Clairement non. Il va falloir faire un effort considérable pour structurer la filière. A ce jour, il existe une seule unité de traitement entièrement dédiée au recyclage des panneaux photovoltaïques, celle de Véolia à Rousset, dans les Bouches-du-Rhône. Mais elle va arriver à saturation. C’est pourquoi nous avons lancé lundi 8 février des appels d’offres visant dans le cadre d’appels à projets à faire émerger deux unités supplémentaires sur le territoire national capables de traiter les différentes technologies : cristallin, cSi, aSi, CI(G)S, CdTe. La date limite de l’appel à consultation est fixée au 29 mars 2021. Nous contractualiserons avec les lauréats dès 2021, pour une mise en service en 2023.
Que deviennent ensuite les panneaux recyclés ?
A ce jour, en Europe, la majorité des panneaux PV est recyclé dans des unités de traitement de verre plat et termine en sous-couches routières. Ce ne sont pas des solutions dédiées et nous sommes persuadés que l’on peut faire bien mieux. Notre cheval de bataille repose donc sur la qualité des fractions obtenues et sur la mise en place d’une filière de recyclage à haute valeur ajoutée.
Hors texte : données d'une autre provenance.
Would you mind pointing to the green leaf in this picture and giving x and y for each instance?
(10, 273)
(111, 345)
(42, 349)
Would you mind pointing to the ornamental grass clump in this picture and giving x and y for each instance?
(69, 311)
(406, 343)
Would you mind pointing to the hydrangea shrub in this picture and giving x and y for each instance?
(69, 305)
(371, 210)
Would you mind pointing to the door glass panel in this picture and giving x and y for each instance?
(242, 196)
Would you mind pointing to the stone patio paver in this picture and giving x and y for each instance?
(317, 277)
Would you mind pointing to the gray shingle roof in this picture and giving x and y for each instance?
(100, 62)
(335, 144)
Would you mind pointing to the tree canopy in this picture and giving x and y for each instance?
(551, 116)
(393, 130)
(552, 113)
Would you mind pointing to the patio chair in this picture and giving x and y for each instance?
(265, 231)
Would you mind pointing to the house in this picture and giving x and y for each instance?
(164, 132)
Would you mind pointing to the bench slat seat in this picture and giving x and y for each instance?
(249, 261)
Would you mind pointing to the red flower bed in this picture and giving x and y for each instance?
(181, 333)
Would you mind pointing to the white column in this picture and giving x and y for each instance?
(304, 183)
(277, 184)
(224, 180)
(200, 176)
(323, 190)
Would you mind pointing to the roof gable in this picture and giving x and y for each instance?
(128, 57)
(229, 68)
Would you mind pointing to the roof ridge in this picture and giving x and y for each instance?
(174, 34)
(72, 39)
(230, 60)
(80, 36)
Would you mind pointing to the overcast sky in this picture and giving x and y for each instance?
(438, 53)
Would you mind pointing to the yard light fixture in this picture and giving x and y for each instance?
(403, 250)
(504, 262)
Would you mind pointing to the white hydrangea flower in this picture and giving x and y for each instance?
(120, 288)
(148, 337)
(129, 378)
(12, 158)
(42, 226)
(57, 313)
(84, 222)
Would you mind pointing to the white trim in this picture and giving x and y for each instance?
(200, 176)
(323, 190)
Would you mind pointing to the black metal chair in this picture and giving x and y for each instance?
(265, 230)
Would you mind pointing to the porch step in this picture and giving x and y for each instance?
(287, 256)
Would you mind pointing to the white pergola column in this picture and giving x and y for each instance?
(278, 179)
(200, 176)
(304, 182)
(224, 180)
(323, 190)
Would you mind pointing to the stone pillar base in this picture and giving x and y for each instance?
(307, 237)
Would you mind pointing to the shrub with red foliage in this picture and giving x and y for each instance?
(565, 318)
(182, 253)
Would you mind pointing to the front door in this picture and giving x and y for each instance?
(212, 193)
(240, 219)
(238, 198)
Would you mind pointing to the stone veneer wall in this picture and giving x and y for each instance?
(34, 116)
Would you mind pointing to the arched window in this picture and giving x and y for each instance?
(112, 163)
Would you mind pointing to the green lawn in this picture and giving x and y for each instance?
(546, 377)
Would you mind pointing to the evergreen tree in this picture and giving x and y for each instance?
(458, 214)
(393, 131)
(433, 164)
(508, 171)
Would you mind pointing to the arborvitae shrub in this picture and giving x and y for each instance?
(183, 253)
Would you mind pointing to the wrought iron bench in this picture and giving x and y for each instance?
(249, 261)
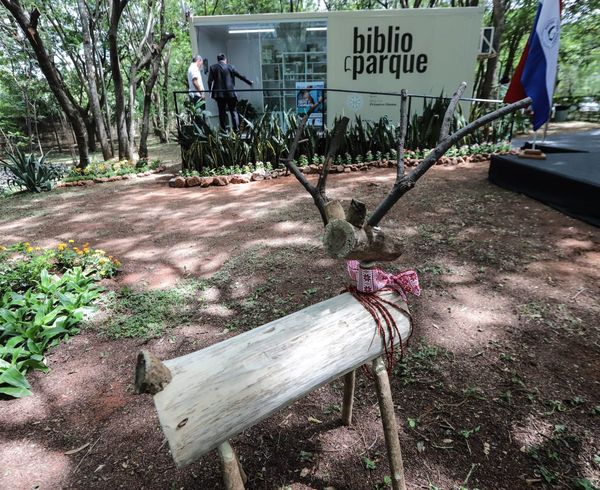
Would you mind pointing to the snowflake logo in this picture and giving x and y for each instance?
(354, 101)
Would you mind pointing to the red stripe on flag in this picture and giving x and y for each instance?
(515, 90)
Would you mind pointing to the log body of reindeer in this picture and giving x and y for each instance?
(350, 234)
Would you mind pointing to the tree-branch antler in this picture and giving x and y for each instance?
(317, 192)
(407, 182)
(347, 235)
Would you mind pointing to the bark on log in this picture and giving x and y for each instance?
(334, 210)
(349, 384)
(232, 477)
(390, 427)
(357, 212)
(342, 240)
(218, 392)
(151, 375)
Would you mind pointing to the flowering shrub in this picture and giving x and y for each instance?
(44, 295)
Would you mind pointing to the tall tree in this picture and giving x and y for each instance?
(116, 11)
(29, 26)
(490, 75)
(91, 80)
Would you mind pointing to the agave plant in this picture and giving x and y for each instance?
(31, 172)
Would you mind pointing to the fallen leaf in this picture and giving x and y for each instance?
(73, 451)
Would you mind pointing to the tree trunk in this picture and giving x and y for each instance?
(90, 125)
(166, 97)
(115, 16)
(29, 25)
(149, 85)
(498, 15)
(91, 87)
(56, 135)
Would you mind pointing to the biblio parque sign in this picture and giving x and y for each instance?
(378, 51)
(425, 51)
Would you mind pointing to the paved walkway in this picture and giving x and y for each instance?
(579, 140)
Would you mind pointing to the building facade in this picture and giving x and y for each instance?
(294, 56)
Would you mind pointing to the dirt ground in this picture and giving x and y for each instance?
(500, 389)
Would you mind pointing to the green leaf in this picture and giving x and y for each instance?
(14, 392)
(13, 377)
(369, 464)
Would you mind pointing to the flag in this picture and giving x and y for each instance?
(535, 75)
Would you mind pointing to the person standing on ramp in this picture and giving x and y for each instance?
(221, 83)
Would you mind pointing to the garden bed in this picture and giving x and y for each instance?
(264, 174)
(113, 178)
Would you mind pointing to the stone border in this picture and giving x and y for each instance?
(114, 178)
(221, 180)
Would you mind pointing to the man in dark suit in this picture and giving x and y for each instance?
(221, 82)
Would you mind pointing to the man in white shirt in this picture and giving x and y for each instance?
(195, 84)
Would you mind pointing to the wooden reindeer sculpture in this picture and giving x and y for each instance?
(209, 396)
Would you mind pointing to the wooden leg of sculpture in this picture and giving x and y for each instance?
(232, 470)
(349, 382)
(390, 428)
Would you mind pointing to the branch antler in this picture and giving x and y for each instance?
(347, 235)
(317, 192)
(407, 182)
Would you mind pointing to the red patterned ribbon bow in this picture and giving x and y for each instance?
(372, 280)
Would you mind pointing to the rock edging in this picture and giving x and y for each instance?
(114, 178)
(181, 182)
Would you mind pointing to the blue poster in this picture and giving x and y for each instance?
(308, 94)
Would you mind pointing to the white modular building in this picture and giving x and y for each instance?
(293, 56)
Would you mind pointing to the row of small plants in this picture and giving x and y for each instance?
(44, 295)
(267, 137)
(110, 169)
(36, 174)
(348, 159)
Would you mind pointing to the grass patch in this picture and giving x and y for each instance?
(148, 314)
(421, 362)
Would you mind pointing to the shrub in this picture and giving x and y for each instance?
(44, 295)
(30, 172)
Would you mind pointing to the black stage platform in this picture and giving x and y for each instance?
(569, 182)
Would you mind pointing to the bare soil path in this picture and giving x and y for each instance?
(500, 389)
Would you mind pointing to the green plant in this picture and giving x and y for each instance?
(44, 295)
(369, 464)
(306, 456)
(147, 314)
(30, 172)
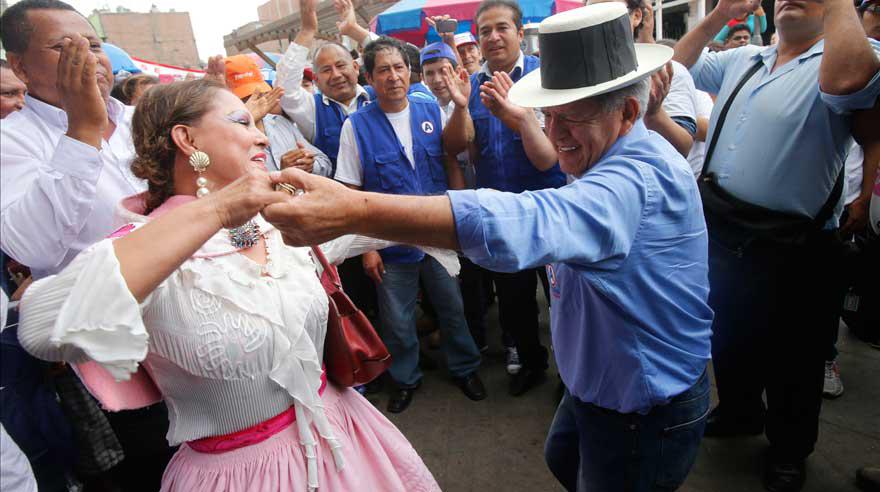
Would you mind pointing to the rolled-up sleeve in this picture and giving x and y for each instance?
(863, 99)
(592, 221)
(85, 312)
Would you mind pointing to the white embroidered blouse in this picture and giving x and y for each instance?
(229, 342)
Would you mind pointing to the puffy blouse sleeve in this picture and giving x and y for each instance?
(85, 312)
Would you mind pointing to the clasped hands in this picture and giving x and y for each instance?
(308, 210)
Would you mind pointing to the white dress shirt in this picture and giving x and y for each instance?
(298, 103)
(59, 194)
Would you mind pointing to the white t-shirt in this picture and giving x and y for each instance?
(698, 151)
(682, 98)
(349, 169)
(854, 169)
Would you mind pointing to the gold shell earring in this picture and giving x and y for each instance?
(200, 162)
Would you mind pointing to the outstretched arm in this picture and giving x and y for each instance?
(849, 62)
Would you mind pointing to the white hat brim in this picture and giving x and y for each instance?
(528, 92)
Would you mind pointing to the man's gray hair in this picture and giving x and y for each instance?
(614, 100)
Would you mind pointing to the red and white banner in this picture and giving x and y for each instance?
(167, 73)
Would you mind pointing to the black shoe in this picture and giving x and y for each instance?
(784, 477)
(719, 426)
(426, 362)
(472, 386)
(524, 380)
(401, 399)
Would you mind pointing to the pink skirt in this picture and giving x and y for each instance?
(377, 457)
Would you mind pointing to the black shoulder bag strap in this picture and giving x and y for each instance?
(827, 209)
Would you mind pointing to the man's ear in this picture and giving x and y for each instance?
(182, 137)
(629, 115)
(17, 66)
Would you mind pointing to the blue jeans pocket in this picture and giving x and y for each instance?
(680, 442)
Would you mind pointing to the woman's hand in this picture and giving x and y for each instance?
(325, 211)
(241, 200)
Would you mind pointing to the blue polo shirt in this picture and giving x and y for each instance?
(627, 250)
(784, 141)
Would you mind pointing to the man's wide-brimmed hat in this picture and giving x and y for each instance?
(586, 52)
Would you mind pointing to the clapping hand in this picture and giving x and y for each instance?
(261, 103)
(459, 85)
(447, 37)
(216, 69)
(79, 92)
(736, 9)
(494, 93)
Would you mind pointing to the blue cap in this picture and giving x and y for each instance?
(438, 50)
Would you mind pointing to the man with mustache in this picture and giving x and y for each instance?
(506, 159)
(771, 210)
(394, 146)
(66, 165)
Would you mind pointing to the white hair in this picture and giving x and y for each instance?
(614, 100)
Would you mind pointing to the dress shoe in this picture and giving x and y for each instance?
(472, 386)
(718, 425)
(524, 380)
(784, 477)
(401, 399)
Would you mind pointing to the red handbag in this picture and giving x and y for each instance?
(353, 352)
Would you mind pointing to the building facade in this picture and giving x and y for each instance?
(162, 37)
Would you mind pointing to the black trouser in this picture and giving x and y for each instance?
(142, 434)
(773, 309)
(518, 314)
(474, 296)
(359, 287)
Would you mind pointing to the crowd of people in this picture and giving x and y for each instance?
(679, 201)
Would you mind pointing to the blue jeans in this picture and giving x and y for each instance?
(397, 309)
(594, 449)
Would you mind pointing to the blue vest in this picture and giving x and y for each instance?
(387, 168)
(503, 163)
(328, 125)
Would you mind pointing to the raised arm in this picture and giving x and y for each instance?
(298, 103)
(849, 62)
(459, 129)
(539, 148)
(689, 48)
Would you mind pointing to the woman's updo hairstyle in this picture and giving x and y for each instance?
(161, 109)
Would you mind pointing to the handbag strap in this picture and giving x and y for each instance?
(827, 209)
(334, 275)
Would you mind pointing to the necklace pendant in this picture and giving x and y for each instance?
(245, 236)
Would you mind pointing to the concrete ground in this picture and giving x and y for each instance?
(497, 444)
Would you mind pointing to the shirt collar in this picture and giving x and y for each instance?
(636, 133)
(520, 64)
(358, 92)
(769, 54)
(58, 117)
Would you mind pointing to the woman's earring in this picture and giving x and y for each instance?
(200, 162)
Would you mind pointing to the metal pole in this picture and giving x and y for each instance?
(658, 20)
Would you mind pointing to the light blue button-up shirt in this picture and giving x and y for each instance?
(626, 245)
(784, 141)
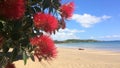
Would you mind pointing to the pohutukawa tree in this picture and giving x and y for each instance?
(23, 28)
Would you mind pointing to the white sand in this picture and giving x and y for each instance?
(74, 58)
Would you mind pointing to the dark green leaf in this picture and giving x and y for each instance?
(25, 57)
(14, 54)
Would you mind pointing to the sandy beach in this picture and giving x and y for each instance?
(74, 58)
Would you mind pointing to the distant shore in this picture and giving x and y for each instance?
(75, 58)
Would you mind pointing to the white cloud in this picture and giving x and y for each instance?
(67, 34)
(87, 20)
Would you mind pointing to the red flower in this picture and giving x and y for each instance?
(12, 9)
(46, 22)
(67, 10)
(45, 48)
(9, 65)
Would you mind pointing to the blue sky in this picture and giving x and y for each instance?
(93, 19)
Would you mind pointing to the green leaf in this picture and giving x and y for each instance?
(25, 57)
(14, 54)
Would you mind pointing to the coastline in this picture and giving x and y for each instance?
(74, 58)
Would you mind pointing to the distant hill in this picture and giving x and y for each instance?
(75, 41)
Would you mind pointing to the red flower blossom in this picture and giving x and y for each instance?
(12, 9)
(46, 22)
(45, 48)
(67, 10)
(9, 65)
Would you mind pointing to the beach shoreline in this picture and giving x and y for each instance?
(75, 58)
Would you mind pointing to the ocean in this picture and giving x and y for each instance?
(104, 45)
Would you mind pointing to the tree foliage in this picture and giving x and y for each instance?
(23, 28)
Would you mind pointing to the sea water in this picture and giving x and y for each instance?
(104, 45)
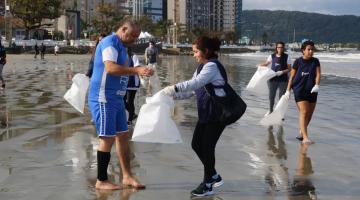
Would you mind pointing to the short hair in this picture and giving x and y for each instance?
(211, 44)
(129, 21)
(306, 43)
(277, 43)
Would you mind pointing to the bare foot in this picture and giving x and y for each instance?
(106, 185)
(133, 182)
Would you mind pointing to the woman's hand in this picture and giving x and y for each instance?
(169, 90)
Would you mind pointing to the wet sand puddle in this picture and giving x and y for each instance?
(48, 150)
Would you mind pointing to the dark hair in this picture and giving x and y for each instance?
(98, 39)
(306, 43)
(277, 43)
(212, 45)
(130, 52)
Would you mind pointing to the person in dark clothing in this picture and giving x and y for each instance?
(281, 64)
(42, 51)
(208, 128)
(305, 82)
(132, 87)
(91, 63)
(2, 64)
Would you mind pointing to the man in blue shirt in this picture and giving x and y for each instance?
(106, 91)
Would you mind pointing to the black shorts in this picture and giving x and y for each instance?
(311, 98)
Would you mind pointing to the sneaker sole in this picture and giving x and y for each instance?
(218, 184)
(203, 195)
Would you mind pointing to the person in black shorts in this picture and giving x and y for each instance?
(305, 82)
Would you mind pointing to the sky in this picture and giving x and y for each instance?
(332, 7)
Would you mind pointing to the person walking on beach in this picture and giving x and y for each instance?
(36, 48)
(2, 64)
(281, 64)
(151, 58)
(305, 82)
(132, 87)
(42, 51)
(210, 73)
(91, 63)
(56, 49)
(106, 92)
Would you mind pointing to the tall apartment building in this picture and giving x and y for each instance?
(139, 8)
(212, 15)
(176, 11)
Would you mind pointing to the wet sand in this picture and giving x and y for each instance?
(48, 150)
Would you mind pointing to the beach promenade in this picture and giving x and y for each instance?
(48, 149)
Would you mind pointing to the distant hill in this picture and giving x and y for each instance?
(280, 25)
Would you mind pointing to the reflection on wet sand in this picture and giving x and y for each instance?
(277, 174)
(302, 186)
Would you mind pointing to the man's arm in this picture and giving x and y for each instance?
(120, 70)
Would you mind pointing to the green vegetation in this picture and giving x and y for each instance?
(280, 25)
(32, 12)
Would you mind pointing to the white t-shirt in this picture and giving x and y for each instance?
(288, 60)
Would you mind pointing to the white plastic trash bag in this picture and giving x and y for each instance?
(275, 118)
(76, 95)
(258, 83)
(154, 123)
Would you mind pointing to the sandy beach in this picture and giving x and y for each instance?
(48, 149)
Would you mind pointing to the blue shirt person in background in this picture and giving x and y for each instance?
(281, 64)
(2, 64)
(305, 82)
(106, 92)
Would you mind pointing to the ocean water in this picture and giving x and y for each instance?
(48, 149)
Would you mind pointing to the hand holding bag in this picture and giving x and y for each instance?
(228, 108)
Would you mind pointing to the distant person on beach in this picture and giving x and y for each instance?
(2, 64)
(91, 63)
(151, 58)
(210, 73)
(305, 82)
(132, 87)
(281, 65)
(106, 102)
(36, 48)
(42, 51)
(56, 49)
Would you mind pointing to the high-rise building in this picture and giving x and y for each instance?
(212, 15)
(139, 8)
(176, 11)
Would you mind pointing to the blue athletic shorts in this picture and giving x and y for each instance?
(109, 118)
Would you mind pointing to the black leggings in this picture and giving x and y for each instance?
(204, 142)
(129, 103)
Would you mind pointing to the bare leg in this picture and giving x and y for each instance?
(105, 145)
(123, 151)
(306, 110)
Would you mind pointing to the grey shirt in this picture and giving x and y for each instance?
(209, 74)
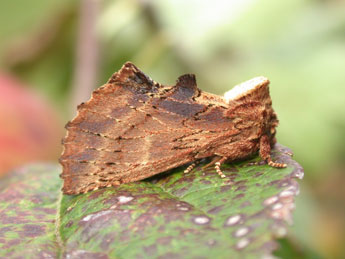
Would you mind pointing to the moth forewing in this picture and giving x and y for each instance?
(133, 128)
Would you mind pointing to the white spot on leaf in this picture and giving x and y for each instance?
(201, 220)
(270, 200)
(242, 243)
(241, 232)
(96, 215)
(277, 206)
(233, 220)
(124, 199)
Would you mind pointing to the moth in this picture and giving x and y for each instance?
(133, 128)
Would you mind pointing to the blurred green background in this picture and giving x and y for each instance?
(53, 53)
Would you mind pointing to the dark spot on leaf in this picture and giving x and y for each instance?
(69, 223)
(31, 230)
(216, 209)
(225, 188)
(150, 250)
(241, 188)
(239, 196)
(258, 174)
(164, 240)
(245, 204)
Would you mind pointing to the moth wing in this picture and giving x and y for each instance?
(130, 129)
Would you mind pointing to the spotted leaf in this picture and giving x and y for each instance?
(171, 215)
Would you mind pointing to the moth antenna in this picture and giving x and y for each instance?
(265, 152)
(187, 80)
(217, 167)
(191, 167)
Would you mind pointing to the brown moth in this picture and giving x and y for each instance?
(133, 128)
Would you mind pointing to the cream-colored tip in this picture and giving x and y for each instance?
(245, 88)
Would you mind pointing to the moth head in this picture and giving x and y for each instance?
(248, 90)
(250, 102)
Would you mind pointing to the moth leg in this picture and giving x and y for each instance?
(217, 166)
(265, 152)
(190, 167)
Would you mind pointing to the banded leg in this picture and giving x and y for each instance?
(190, 167)
(217, 167)
(265, 152)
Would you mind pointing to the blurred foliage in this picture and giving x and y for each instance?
(174, 215)
(297, 44)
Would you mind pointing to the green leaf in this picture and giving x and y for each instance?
(170, 215)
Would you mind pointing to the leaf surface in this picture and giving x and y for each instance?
(172, 215)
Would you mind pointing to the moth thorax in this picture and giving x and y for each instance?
(245, 88)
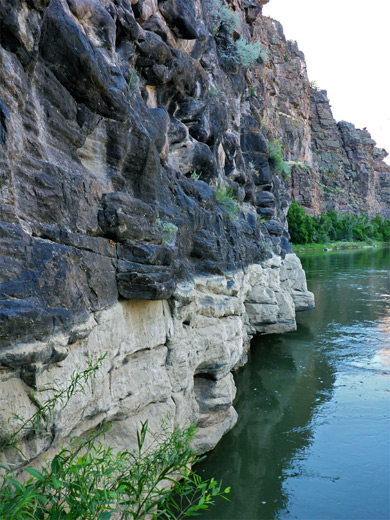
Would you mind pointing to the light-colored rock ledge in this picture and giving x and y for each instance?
(167, 360)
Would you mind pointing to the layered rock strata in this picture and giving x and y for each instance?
(333, 165)
(140, 213)
(166, 360)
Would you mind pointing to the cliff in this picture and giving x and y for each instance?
(333, 164)
(141, 213)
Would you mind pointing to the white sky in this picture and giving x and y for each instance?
(347, 48)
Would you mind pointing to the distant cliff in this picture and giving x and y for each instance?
(334, 165)
(141, 210)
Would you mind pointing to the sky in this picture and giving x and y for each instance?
(347, 48)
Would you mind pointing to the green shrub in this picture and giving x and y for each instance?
(88, 480)
(248, 52)
(226, 200)
(168, 231)
(223, 19)
(335, 227)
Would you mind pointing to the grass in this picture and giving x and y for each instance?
(319, 248)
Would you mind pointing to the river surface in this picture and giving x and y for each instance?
(312, 438)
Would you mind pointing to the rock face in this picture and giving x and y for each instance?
(333, 165)
(125, 128)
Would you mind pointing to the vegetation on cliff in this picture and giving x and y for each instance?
(332, 226)
(90, 480)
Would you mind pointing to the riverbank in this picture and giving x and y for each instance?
(330, 246)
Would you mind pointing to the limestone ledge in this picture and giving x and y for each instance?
(167, 360)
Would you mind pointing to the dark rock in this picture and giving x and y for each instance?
(139, 281)
(274, 227)
(180, 16)
(4, 115)
(69, 54)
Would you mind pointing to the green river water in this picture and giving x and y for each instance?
(312, 438)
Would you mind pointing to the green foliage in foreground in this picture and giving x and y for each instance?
(333, 227)
(88, 480)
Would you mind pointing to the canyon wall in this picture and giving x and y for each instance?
(141, 214)
(333, 164)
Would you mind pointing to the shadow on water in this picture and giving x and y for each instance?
(278, 393)
(295, 383)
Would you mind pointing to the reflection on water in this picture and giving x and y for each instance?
(312, 440)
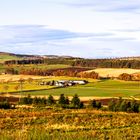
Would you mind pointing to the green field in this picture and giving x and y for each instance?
(6, 57)
(66, 124)
(99, 88)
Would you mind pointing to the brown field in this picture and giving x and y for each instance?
(9, 77)
(114, 72)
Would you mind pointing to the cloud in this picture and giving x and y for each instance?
(106, 5)
(40, 39)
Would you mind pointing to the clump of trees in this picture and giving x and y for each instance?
(124, 105)
(63, 101)
(5, 104)
(97, 63)
(129, 77)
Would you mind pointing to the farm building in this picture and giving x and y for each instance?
(62, 83)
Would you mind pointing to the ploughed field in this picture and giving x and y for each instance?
(98, 88)
(114, 72)
(56, 124)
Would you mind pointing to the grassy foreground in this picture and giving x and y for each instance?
(60, 124)
(99, 88)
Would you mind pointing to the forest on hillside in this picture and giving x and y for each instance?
(80, 62)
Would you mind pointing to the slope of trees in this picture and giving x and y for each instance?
(97, 63)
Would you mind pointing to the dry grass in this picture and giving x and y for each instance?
(9, 77)
(114, 72)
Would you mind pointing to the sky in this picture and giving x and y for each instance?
(81, 28)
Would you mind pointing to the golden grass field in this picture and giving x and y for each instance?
(114, 72)
(9, 77)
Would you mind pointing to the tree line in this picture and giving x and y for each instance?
(72, 72)
(96, 63)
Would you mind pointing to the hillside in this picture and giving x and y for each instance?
(114, 72)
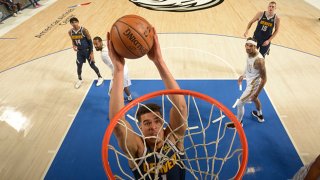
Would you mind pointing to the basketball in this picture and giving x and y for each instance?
(132, 36)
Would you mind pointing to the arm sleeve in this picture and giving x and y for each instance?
(90, 45)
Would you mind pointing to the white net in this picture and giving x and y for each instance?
(211, 151)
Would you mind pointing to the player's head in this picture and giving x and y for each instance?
(74, 22)
(151, 122)
(272, 7)
(97, 42)
(251, 45)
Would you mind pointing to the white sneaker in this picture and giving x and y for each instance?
(100, 81)
(78, 84)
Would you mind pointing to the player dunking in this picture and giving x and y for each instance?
(255, 74)
(168, 141)
(98, 44)
(267, 21)
(82, 43)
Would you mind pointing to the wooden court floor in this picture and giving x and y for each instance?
(38, 102)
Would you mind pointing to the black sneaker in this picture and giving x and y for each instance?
(231, 125)
(260, 118)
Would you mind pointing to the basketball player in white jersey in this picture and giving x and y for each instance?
(156, 140)
(98, 44)
(255, 74)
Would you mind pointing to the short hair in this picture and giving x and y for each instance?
(150, 107)
(74, 19)
(251, 38)
(97, 38)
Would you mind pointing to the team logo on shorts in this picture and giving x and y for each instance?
(176, 5)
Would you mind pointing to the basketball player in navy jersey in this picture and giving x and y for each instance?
(82, 43)
(168, 141)
(256, 76)
(267, 21)
(98, 44)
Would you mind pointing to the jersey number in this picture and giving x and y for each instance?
(264, 28)
(78, 42)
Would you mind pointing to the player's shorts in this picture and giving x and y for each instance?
(82, 55)
(262, 49)
(126, 82)
(251, 89)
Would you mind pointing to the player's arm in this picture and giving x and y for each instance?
(73, 44)
(260, 65)
(276, 30)
(254, 19)
(88, 36)
(177, 116)
(128, 141)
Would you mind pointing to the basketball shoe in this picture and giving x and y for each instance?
(259, 117)
(231, 125)
(78, 84)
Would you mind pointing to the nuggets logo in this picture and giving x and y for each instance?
(176, 5)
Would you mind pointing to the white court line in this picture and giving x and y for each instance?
(285, 128)
(218, 119)
(193, 127)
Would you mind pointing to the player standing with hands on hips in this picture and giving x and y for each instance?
(82, 43)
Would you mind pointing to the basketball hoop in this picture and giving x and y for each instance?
(212, 151)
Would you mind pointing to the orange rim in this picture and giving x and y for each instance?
(114, 121)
Selon nous, ce qui est important, ce n’est pas le coût de traitement, mais la différence entre la recette matière et le coût de traitement. Certains industriels recyclent par exemple à moins de 100 euros la tonne. Ils extraient l’aluminium et broient le verre, ce qui permet d’atteindre 80 à 90 % de taux de recyclage, conformément à la réglementation. Mais peut-être y avait-il des métaux précieux intéressants à récupérer.
C’est ce que nous faisons déjà avec Véolia et ce que nous voulons mettre en place en France : récupérer toutes les fractions, y compris le silicium, l’argent, le cuivre… et maximiser leur niveau de pureté. Certes, ces coûts de traitement sont alors plus élevés, mais le recycleur partage la revente des matériaux. Le silicium ainsi récupéré peut par exemple être utilisé dans la fabrication d’acier décarboné.
Nous sommes donc persuadés que c’est le bon modèle économique pour la filière. L’IRENA a confirmé cela en 2016 et estimé que la revente des matières premières extraites des panneaux solaires pourrait être valorisée à hauteur de 15 milliards de dollars en 2050.
Il s’agit d’une stratégie différente de ce qui se fait aujourd’hui en Europe. Cette différenciation sera renforcée par le changement de nom de notre éco-organisme.
Ce changement de marque est un acte symbolique ?
Oui, à travers cela, nous voulons ainsi signifier notre singularité, notre positionnement de pointe en Europe et également mieux refléter notre rôle de catalyseur d’innovation dans le domaine du recyclage à haute valeur ajoutée des panneaux photovoltaïques. Le nouveau nom sera révélé en juin, lors du salon BePositive.